Real change happens only at the level of action. By changing how you act on a daily basis, you can shape and influence the quality of your life.
Chances are, you already know this. You already know that eating greens and exercising is good, whereas smoking and biting nails isn’t. But merely knowing is not enough.
It’s easy to have high ambitions and a desire to make a change. But when it comes down to taking action, a lot of promises and good intentions fall apart. And all because you didn’t do a values and reality check first.
If you want to make a values-based change, you need to get clear on what those values are. What’s at stake in terms of how you want to be? Stand on that foundation. You care about doing something.
Then to set up a plan with a real shot at succeeding, ask yourself the following questions first.
Small Questions for Big Change
After you have formulated your intention to act in a new way, ask yourself:
Question #1: “On a scale of 1 to 10, how certain are you that you will follow through?”

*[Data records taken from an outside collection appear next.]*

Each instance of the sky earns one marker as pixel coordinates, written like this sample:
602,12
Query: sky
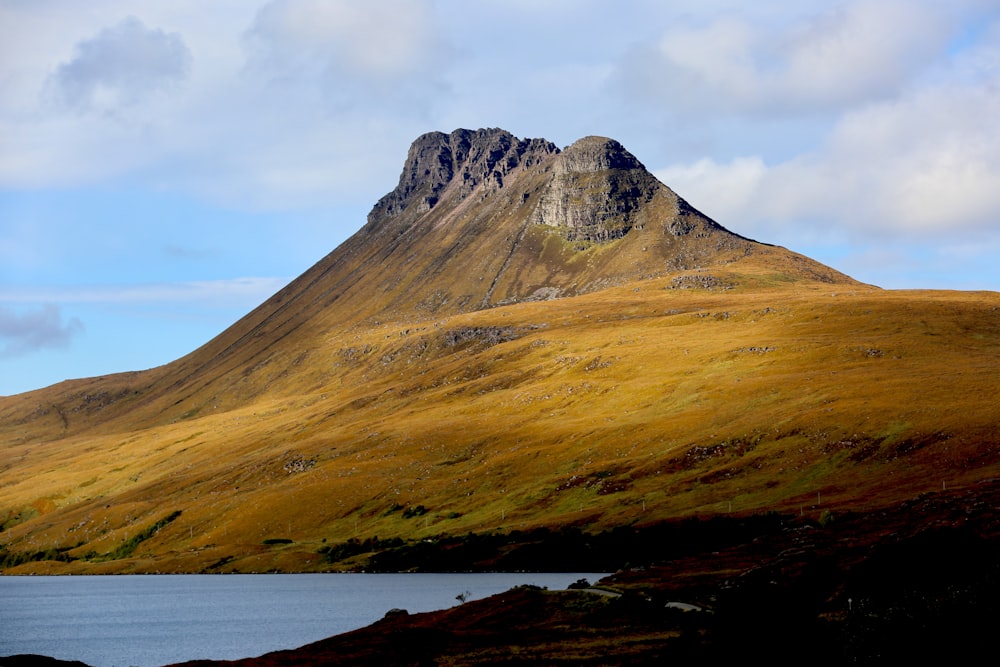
167,165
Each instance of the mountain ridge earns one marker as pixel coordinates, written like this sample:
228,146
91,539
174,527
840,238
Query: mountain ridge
518,336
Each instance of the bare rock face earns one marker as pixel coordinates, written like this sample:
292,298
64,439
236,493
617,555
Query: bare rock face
459,162
596,187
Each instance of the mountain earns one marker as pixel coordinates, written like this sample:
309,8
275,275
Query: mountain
518,337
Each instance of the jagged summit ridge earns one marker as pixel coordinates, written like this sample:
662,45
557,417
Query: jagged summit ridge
464,160
596,188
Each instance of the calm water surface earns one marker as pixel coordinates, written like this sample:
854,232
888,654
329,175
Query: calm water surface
157,620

A one is equal to “not certain at all”, whereas a ten means you couldn’t be any more certain.
Honesty is key here. If your level of certainty is a five, let it be a five. It it’s only a two, let it be just this.
Whatever level of certainty feels right, continue then with this next question.
Question #2: “What can you do to increase your certainty?”
Now is the time to get creative. What can you change about your plan, to increase the odds of your success?
For instance, you can…
Set a smaller goal. You don’t need to begin by climbing Mount Everest. Instead, start with a small hike across your local hills.
Set a more specific goal. Sometimes a plan is too vague. Instead of just “losing weight”, it’s more helpful to aim for 5 pounds in 30 days.
Set a trigger. The start is almost always the hardest. Pick a time or another action you already do as a trigger for taking this action.
Get social support. Every change is easier with people cheering you on. Confide your plan to a friend, and let them hold you accountable – but only do that if you can own the plan as yours. The goal is support, not transferring responsibility.
These are just a few examples. In reality, the ways in which you can increase your certainty are endless, limited only by your own imagination.
After you have added a change to your plan, it’s time to reassess your certainty in a special way.
You are at choice point. This is between you and the person in the mirror. Do you choose this course of action? Are you all in?
If you hesitate or back off or mentally give yourself a pass, notice that your certainty has just dipped. That little dip tells an important story: plans are not enough. It takes a leap of commitment by a whole human being to make them real.
Go back and cycle through these questions again, until you have reached a level of certainty around eight to ten and you are all in.
Where To Go From Here
Congratulations! You now have a committed action plan that has a real shot at succeeding. Unfortunately, however, you’re not out of the woods.
No plan is 100% foolproof, and chances are, your commitment will fall flat eventually. It’s a weird fact of life that commitment works best when it’s 100% …. AND when you 100% know you’ll get back up if you slip.
The mind screams that this is inconsistent. It’s not. Commitment is not about never failing, but about getting back up each time you do. And then committing again.
I worked with a rock climber once who explain it this way: “if I want to learn a difficult move I need to go for it 100%. Any ifs, and, or buts and I’m coming off the mountain. And yet at the same time I know I may slip. If I do, I’m 100% certain that I will try again, 100%. That’s how I really learn.”
So what will you do to get back up if you need to get back up? How certain are you to be willing to do that?
Revisit your goal one week after your initial commitment. Does your plan need readjustment? And are you still committed? Cycle through the questions anew, and then go from there.
That’s what growth is all about. That’s how real change happens. That’s how we become competent … at living. Go climb your mountain.